Okay, so, first thing, as you can see right now on tnbtu.com is all fucked up. My hosting lapsed. It just happened. I lost the whole site. I didn't receive any notice from my hosting provider beforehand, so yeah, awesome surprise. Just what I felt like dealing with right now. My life really needed this.
So what now?
To be honest, if I had the power to erase my existence right now, I would just do that. But since that's not an option, I guess I just I have to pick myself up, dust myself off, and rebuild my site from scratch with a new hosting service. Not sure how long it will take. I'm gonna just try my best.

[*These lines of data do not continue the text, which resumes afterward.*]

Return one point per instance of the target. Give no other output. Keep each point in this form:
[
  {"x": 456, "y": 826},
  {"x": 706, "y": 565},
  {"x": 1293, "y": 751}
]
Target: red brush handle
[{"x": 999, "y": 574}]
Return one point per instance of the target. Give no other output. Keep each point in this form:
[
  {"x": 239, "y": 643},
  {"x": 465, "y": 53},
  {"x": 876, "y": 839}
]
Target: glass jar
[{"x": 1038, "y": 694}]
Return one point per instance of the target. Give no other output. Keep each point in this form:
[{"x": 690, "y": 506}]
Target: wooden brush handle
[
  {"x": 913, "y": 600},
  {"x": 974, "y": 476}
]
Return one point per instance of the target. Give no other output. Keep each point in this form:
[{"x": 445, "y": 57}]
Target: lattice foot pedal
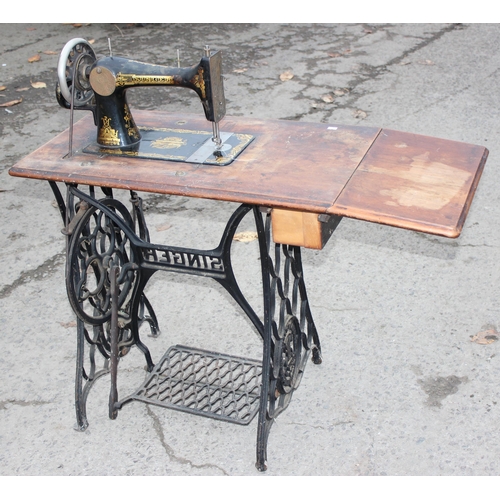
[{"x": 204, "y": 383}]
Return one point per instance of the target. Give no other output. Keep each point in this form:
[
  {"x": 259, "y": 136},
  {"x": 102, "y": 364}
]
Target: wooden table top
[{"x": 378, "y": 175}]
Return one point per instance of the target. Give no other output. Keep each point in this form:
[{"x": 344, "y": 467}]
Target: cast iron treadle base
[{"x": 205, "y": 383}]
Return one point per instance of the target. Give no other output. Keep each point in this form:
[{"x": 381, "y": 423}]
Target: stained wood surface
[{"x": 395, "y": 178}]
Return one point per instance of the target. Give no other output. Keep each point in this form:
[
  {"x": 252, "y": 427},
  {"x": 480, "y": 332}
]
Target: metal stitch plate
[{"x": 188, "y": 146}]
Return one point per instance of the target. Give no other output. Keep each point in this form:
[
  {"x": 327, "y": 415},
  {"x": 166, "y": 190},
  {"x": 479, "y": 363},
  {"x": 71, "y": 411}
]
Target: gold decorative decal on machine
[
  {"x": 129, "y": 124},
  {"x": 190, "y": 146},
  {"x": 107, "y": 135},
  {"x": 199, "y": 82},
  {"x": 130, "y": 80}
]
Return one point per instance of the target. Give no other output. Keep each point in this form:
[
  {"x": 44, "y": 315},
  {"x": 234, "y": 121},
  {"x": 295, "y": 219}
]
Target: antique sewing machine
[
  {"x": 297, "y": 181},
  {"x": 100, "y": 84}
]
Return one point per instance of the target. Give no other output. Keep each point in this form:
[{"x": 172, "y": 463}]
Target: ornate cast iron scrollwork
[{"x": 110, "y": 259}]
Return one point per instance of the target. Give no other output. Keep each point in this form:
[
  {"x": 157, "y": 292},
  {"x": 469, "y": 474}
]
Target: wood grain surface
[{"x": 396, "y": 178}]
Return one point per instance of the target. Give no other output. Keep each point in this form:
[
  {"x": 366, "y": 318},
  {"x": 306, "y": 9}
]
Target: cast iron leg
[{"x": 290, "y": 335}]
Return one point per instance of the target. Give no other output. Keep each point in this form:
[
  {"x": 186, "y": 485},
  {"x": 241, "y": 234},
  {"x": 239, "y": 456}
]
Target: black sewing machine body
[{"x": 100, "y": 85}]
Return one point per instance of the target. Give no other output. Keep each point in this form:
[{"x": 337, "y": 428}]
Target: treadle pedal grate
[{"x": 205, "y": 383}]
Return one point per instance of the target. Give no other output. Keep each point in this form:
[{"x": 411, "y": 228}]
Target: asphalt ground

Thanks for sticking with me. I'll be keeping status updates on the tnbtu mastodon account (which has an rss feed) and my twitter account.
Please skip reading the rest of this post if you don't want to read depressing, annoying, pathetic shit.
I know I'm literally the worst creator to follow and support. I know I'm flaky, unreliable and horrible. I hate myself for it. I hate how weak I am. I wish I could make it stop. I wish was strong enough to overcome my crippling depression, or just end my suffering all together by any means necessary. But I am weak and useless. I also feel shitty that I know there people worse off than me, but I can't help but pity and loathe myself.
I know I've told you in the past, I explain why I disappear every now and then... Well, here it is: Every unannounced hiatus can be attributed to my weakness/depression and when I become overwhelmed I just seize up and shut down. Then when I miss an update or two, it becomes increasingly harder to come back. I get so anxious about it.
I feel like I don't deserve money from you. I feel like don't deserve anyone to like TNBTU. I feel like I don't deserve your patience. And to be my insufferable dramatic self, I feel like I don't even deserve to exist. Like there are people who've had untimely deaths that didn't deserve it and who have more value than me, but I'm still here wasting space, wasting people's time, wasting the money I get form here, and generally being a waste.
This is hard for me, explaining all this. I usually hold everything in. I'm not good at explaining my feelings, expressing myself, or being vulnerable. But these are my true thoughts and struggles. I'm messy and awful. I know I won't amount to anything. I know I'm gonna die alone and full of regret, but I'm trying right now.